I don't think that is the Most Canonical grid... Most Intuitive grid perhaps...

Code: Select all
`Most Canonical grid (normalised form)123456789456789123789123456231564897564897231897231564312645978645978312978312645`

Oh crap! I just saw Diagonal Mirrors in this form too!

\M: (1)(24)(37)(5)(68)(9)
/M: (15)(2)(38)(4)(67)(9)

So how do we calculate the figure 648 from all these symmetries?

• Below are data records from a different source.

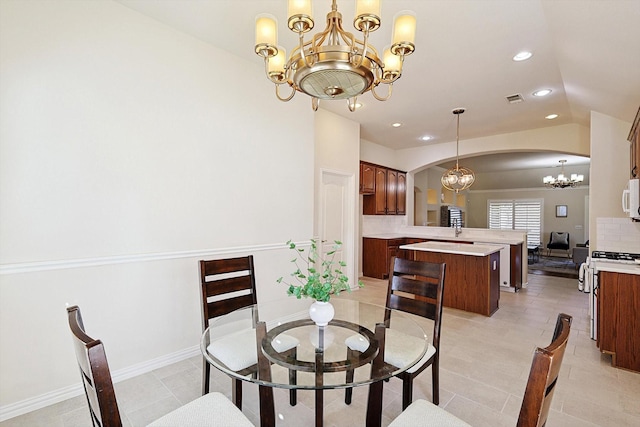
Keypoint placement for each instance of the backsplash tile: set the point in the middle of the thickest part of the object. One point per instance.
(618, 235)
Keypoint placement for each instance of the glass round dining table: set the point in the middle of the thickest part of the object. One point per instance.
(317, 357)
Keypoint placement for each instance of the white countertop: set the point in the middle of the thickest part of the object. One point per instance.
(616, 267)
(453, 238)
(454, 248)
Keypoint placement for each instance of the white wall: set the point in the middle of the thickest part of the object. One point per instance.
(125, 157)
(337, 150)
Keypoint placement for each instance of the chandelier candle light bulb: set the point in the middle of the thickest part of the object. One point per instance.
(333, 64)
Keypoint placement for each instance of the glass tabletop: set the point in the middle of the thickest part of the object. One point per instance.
(282, 336)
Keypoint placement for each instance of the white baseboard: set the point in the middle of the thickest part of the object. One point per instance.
(56, 396)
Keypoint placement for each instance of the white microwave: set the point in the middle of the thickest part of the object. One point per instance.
(631, 199)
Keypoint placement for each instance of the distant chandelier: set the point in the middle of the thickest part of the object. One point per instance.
(458, 178)
(561, 181)
(334, 64)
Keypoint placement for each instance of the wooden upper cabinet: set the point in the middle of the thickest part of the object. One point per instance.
(634, 139)
(367, 178)
(380, 195)
(401, 191)
(389, 195)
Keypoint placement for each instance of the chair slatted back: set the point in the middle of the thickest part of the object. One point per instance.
(94, 370)
(543, 376)
(232, 284)
(417, 287)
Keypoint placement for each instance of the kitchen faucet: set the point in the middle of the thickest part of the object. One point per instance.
(457, 227)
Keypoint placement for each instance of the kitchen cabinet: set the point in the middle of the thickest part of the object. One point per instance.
(618, 314)
(367, 178)
(634, 139)
(377, 254)
(389, 193)
(401, 194)
(516, 266)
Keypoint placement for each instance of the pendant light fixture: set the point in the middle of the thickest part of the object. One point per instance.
(562, 181)
(458, 178)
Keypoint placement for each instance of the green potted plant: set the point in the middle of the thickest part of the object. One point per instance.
(317, 277)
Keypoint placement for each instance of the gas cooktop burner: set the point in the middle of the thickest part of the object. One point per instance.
(615, 256)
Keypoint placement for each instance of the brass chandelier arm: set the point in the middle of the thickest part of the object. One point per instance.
(382, 98)
(287, 98)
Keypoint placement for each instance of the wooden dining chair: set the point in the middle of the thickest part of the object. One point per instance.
(213, 409)
(541, 384)
(415, 287)
(227, 285)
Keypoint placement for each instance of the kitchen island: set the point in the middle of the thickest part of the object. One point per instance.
(472, 277)
(379, 248)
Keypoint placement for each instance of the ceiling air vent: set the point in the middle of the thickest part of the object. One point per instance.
(514, 99)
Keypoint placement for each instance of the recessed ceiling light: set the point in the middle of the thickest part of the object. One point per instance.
(522, 56)
(542, 92)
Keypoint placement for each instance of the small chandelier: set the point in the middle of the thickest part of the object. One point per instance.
(334, 64)
(458, 178)
(561, 181)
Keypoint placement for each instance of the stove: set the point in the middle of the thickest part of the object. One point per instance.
(621, 257)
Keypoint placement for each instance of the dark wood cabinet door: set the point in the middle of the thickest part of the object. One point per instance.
(635, 156)
(634, 139)
(619, 318)
(367, 179)
(383, 190)
(392, 182)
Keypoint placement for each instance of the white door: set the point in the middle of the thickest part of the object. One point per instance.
(337, 220)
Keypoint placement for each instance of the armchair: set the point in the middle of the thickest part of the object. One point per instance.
(579, 255)
(558, 240)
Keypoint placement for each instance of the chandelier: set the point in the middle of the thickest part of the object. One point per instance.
(561, 181)
(333, 64)
(458, 178)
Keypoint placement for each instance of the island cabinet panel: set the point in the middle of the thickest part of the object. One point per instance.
(619, 318)
(472, 283)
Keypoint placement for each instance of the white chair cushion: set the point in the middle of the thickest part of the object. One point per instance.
(395, 348)
(425, 414)
(212, 409)
(238, 351)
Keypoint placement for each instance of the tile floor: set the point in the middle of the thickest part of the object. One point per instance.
(484, 367)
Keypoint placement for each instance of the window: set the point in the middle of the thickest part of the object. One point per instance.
(519, 214)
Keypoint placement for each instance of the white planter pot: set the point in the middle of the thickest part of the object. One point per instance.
(321, 312)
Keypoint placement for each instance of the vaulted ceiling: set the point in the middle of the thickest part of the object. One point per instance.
(586, 51)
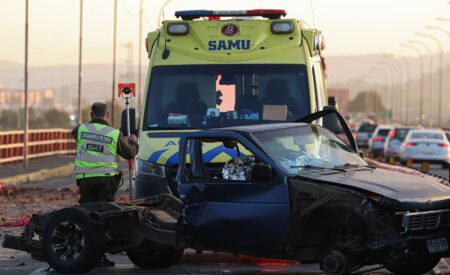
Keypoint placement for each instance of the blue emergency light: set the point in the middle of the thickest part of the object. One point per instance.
(266, 13)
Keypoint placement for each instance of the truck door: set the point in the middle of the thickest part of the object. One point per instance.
(224, 213)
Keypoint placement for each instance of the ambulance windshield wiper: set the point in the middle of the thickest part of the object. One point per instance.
(308, 166)
(353, 165)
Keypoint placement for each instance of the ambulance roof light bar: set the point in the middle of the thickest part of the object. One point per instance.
(266, 13)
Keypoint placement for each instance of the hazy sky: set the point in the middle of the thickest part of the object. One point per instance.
(350, 26)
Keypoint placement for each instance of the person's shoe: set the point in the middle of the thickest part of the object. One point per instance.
(105, 262)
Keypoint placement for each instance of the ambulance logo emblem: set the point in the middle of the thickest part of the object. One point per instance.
(230, 29)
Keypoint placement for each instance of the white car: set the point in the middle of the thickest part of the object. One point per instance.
(396, 137)
(430, 145)
(379, 137)
(364, 133)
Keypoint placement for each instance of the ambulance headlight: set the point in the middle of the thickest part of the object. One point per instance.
(177, 28)
(151, 169)
(282, 27)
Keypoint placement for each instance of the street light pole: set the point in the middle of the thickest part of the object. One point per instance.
(414, 48)
(394, 86)
(416, 42)
(25, 134)
(139, 89)
(372, 82)
(79, 62)
(441, 57)
(405, 98)
(114, 64)
(384, 75)
(397, 96)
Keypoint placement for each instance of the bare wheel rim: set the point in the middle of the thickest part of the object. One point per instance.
(67, 241)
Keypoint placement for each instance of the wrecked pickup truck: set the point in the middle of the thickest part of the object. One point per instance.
(290, 191)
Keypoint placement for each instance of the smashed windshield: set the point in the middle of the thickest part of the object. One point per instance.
(211, 96)
(308, 149)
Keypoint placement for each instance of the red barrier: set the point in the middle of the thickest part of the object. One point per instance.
(41, 143)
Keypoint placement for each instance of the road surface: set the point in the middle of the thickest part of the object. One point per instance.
(61, 192)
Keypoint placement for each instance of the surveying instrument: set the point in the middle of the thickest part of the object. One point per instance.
(128, 91)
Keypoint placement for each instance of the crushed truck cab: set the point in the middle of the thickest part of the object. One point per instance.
(299, 192)
(213, 69)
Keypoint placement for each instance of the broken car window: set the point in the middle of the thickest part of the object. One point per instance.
(308, 149)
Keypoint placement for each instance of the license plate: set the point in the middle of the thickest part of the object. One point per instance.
(437, 245)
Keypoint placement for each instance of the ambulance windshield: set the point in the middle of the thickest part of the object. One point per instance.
(211, 96)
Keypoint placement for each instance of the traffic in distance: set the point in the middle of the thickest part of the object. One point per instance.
(405, 144)
(242, 151)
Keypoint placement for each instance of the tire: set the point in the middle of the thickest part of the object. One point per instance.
(69, 231)
(155, 258)
(414, 268)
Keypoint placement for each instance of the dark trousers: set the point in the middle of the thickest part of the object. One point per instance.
(97, 189)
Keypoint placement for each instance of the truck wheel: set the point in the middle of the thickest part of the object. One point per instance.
(71, 243)
(162, 257)
(414, 268)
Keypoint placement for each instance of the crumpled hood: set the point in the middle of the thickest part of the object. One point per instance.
(402, 191)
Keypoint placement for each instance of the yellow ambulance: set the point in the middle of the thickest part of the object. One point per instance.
(214, 69)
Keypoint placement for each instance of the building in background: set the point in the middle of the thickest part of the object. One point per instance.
(38, 99)
(342, 98)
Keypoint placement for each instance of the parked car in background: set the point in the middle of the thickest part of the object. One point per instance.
(379, 137)
(395, 138)
(430, 145)
(289, 191)
(364, 133)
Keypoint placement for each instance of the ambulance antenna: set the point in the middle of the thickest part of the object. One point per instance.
(312, 12)
(166, 52)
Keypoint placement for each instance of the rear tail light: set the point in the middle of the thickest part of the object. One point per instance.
(392, 135)
(177, 28)
(281, 27)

I get it. QT is subsumed by HT+DM. So HT+DM+LS gives us the factor of 2x2x2=8. The factor of 3x3x3x3=81 might be generated by ML+MD+JL+JD but I'm not so sure. Note MR+DM yields MC and MR+MC yields MD. So MR+DM should make both MC & MD dependent. Perhaps it's ML+JL and then one of the order-9 groups?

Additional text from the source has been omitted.